Event-based backpropagation for exact gradients in spiking neural networks

periheli0n · on June 2, 2021

This is about achieving Deep learning on Neuromorphic hardware. Large research teams have been working on it for decades. Billions of dollars/Euros/Pounds must have been poured into it. Still, their devices and algorithms get blown out of the water by an off-the-shelf GPU plus tensorflow, pytorch, what have you.

Hats off for the authors' achievement, this is no small feat and something that has been tried for years. But IMHO it's time that field moved on from running after matrix accelerators and focused on the real advantages of event-based computing: asynchronous, low-latency, event-based signal processing.

FrereKhan · on June 2, 2021

It's not quite correct to say this is only for achieving deep learning.

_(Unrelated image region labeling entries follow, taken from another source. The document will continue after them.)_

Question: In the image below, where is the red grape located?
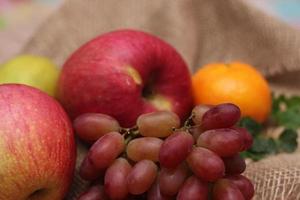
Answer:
[223,154,246,174]
[159,131,194,168]
[187,147,225,181]
[78,185,108,200]
[127,160,157,195]
[212,179,245,200]
[158,164,188,196]
[192,105,212,125]
[226,175,254,200]
[79,157,103,180]
[104,158,131,200]
[201,103,241,130]
[233,127,253,151]
[126,137,163,162]
[147,181,173,200]
[136,111,180,138]
[88,132,125,169]
[73,113,120,143]
[197,128,244,157]
[177,176,209,200]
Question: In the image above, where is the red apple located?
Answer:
[0,84,75,200]
[58,30,192,127]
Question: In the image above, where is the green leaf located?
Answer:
[271,95,286,118]
[239,117,262,137]
[279,129,298,153]
[272,95,300,129]
[249,136,278,154]
[276,106,300,129]
[285,96,300,108]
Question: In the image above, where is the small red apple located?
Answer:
[58,30,192,127]
[0,84,76,200]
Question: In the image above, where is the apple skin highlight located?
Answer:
[0,84,76,200]
[58,30,193,127]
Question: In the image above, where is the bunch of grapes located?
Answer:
[74,103,254,200]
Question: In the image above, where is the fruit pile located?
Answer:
[74,103,254,200]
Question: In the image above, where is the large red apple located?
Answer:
[0,84,75,200]
[58,30,192,127]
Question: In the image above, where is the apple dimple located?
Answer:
[26,188,48,200]
[125,66,142,85]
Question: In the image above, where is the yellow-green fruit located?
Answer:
[0,55,59,96]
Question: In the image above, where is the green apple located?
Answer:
[0,55,59,96]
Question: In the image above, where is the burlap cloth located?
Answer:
[22,0,300,200]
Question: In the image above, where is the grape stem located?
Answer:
[120,126,140,144]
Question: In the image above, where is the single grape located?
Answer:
[147,181,173,200]
[187,147,225,181]
[233,127,253,151]
[212,179,245,200]
[136,111,180,138]
[158,164,188,196]
[78,185,108,200]
[104,158,131,200]
[79,157,103,180]
[159,131,194,169]
[176,176,209,200]
[73,113,120,143]
[192,104,212,125]
[223,154,246,174]
[87,132,125,169]
[127,160,157,195]
[226,175,254,200]
[201,103,241,130]
[189,125,204,141]
[126,137,163,162]
[197,128,244,157]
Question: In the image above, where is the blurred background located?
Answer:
[0,0,300,63]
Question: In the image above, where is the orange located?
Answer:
[192,62,272,122]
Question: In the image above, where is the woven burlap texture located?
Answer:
[22,0,300,200]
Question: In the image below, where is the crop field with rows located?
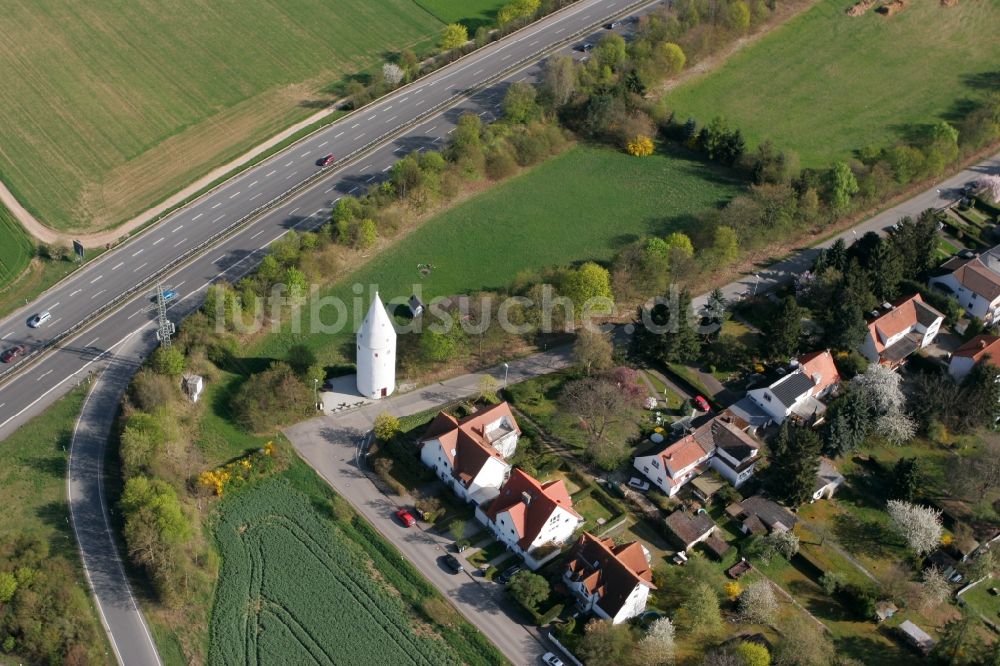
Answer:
[208,478,472,665]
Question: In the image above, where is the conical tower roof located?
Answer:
[358,291,396,349]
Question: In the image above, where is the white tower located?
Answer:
[357,292,396,400]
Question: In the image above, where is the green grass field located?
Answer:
[413,0,507,29]
[209,470,502,664]
[251,146,738,363]
[0,204,35,289]
[667,0,1000,166]
[0,0,446,229]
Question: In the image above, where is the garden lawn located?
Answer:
[208,459,503,664]
[0,204,35,289]
[667,0,1000,167]
[252,146,738,364]
[0,0,442,229]
[413,0,507,29]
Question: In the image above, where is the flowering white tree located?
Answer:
[740,580,778,624]
[636,617,674,666]
[976,174,1000,203]
[920,566,951,610]
[382,62,403,88]
[886,500,941,555]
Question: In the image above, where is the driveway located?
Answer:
[285,348,571,666]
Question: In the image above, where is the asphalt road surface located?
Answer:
[285,348,572,666]
[0,0,656,440]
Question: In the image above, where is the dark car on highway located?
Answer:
[0,345,25,363]
[441,555,465,573]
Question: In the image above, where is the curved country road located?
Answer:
[66,328,162,666]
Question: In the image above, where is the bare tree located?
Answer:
[886,500,941,555]
[382,62,405,88]
[739,580,778,624]
[636,617,675,666]
[920,566,951,610]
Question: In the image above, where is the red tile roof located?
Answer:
[420,402,521,487]
[568,532,656,617]
[486,469,581,550]
[799,350,840,395]
[953,335,1000,366]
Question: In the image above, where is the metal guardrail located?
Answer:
[0,0,658,383]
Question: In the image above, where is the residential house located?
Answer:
[929,245,1000,324]
[633,411,760,496]
[733,350,840,425]
[726,495,799,534]
[420,402,521,505]
[563,532,656,624]
[860,294,944,368]
[476,469,583,569]
[948,335,1000,382]
[666,510,716,552]
[812,458,844,502]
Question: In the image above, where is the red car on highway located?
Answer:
[0,345,25,363]
[396,509,417,527]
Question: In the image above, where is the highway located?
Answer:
[0,0,655,440]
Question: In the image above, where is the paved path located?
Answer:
[285,348,572,666]
[66,331,161,666]
[692,153,1000,312]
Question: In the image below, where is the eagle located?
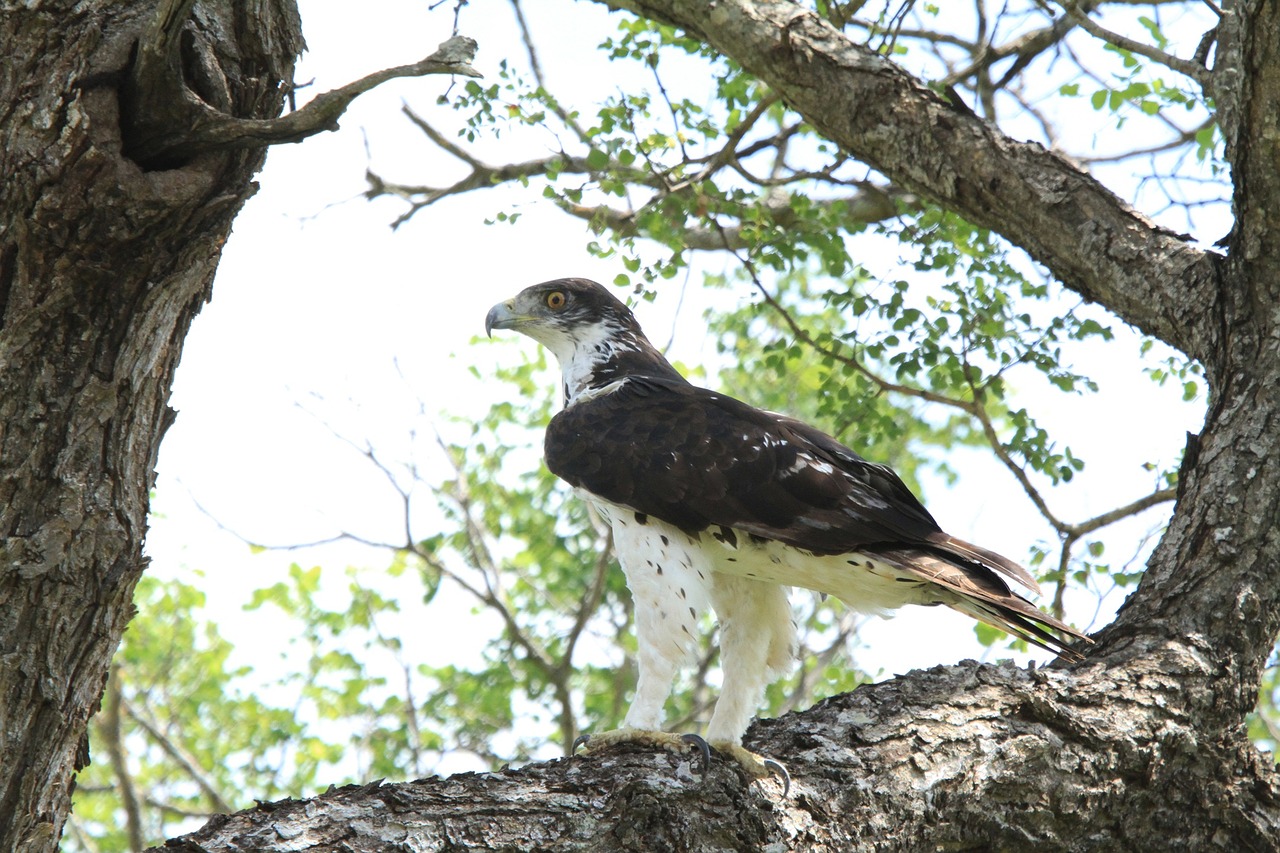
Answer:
[485,278,1088,779]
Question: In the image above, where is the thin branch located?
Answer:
[99,666,146,853]
[123,0,481,167]
[1059,3,1213,92]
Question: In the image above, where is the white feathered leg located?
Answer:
[588,507,712,748]
[707,574,796,776]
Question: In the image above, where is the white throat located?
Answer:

Gradient-based parameter optimisation is still a useful tool, even for small shallow networks that would be ideal for event-based signal processing.

Even for small-network tasks, training spiking networks has been non-trivial. This paper provides a way to get exact gradients, implying probably faster optimisation than using surrogate gradients or other approximation methods for SNNs.

periheli0n · on June 2, 2021

You are totally right. The algorithm itself is a potential game-changer. I guess I was carried away by the pitch in the abstract that starts off with deep learning.

Personally I think that way too many resources were wasted on trying to make better deep networks with spikes. In my opinion it is much more promising to apply spiking networks on problems that are inherently event-based.

Having a functional backpropagation algorithm such as the one provided can help with that, obviously.

datameta · on June 2, 2021

Based on reading just the abstract so far, it seems to me the event-based application of this algorithm makes absolute sense. Temporal importance can be effectively characterized in memristors. At the risk of making a comparison similar to that of Andrew Ng's a decade ago, I think this approach paired with something like a ReRAM crossbar is quite an effective rough analogue to the voltage potentials across a group of neurons in the brain.

I applaud this team's efforts. A real breakthrough.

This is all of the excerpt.